José Luís Vasconcelos e Sousa
(Banque Privée Edmond de Rothschild Europe Sucursal Portuguesa)

Lilian Tone
(Moma, Nova Iorque)

Pedro Cabrita Reis

Richard Julin
(Magasin3, Estocolmo)

Awarding a prize on the basis of a single work of art – without knowledge of the work that preceded it, or that will succeed it, or, for that matter, of the person behind the work – involves a greater measure of speculation and, in particular, projection than may be evident. As widespread as it is imperfect, this process offers an efficient structure that allows a greater number of artists to participate. More importantly, it does so without compromising the absolutely crucial need to see artworks in person, a rare event these days, in which our access to works of art increasingly takes place through a world of reproductions – in books, posters, postcards, slides, jpegs, and other electronic media – radically transforming the experience of art.

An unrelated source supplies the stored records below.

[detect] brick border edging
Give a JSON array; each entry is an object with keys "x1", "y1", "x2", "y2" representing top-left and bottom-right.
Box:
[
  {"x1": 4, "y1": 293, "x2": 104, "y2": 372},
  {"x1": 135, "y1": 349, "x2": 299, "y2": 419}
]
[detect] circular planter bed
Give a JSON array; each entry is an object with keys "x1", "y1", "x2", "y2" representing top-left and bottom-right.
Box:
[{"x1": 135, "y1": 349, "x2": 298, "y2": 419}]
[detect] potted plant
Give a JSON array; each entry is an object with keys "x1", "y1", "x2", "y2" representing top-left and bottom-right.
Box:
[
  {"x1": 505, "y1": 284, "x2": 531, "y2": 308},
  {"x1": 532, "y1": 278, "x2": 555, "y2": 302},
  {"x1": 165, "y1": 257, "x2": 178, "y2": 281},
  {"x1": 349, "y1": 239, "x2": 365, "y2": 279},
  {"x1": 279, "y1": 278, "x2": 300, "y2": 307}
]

To this art-historically minded juror, trained to foreground context and keep the idea of "quality" in constant relativity, this process represents a challenge met with both trepidation and exhilaration, something of the order of a blind date. During the jurying process, we reviewed paintings, photographs, sculptures, and videos of around 300 artists. Although the works submitted were mostly paintings, they nevertheless covered a wide range of both procedural and aesthetic concerns. Despite their differences in background, practices and interests, as well as subject matter, media and styles, the selected artists are all striving to create works that are rewarding to look at. Inhabiting the shifting territory between abstraction and representation, the works selected speak to the ongoing tension between high and low culture, with abundant references to the body, pop culture, mass media and language.

I once heard from an artist that the meaning of an artwork was the sum of all meanings given to it by the sum of its viewers. If this prize and exhibition succeed in bringing to new audiences works of art that would otherwise have remained confined to a studio, allowing a greater plurality of meanings to come to the fore, then I think we have achieved our goal.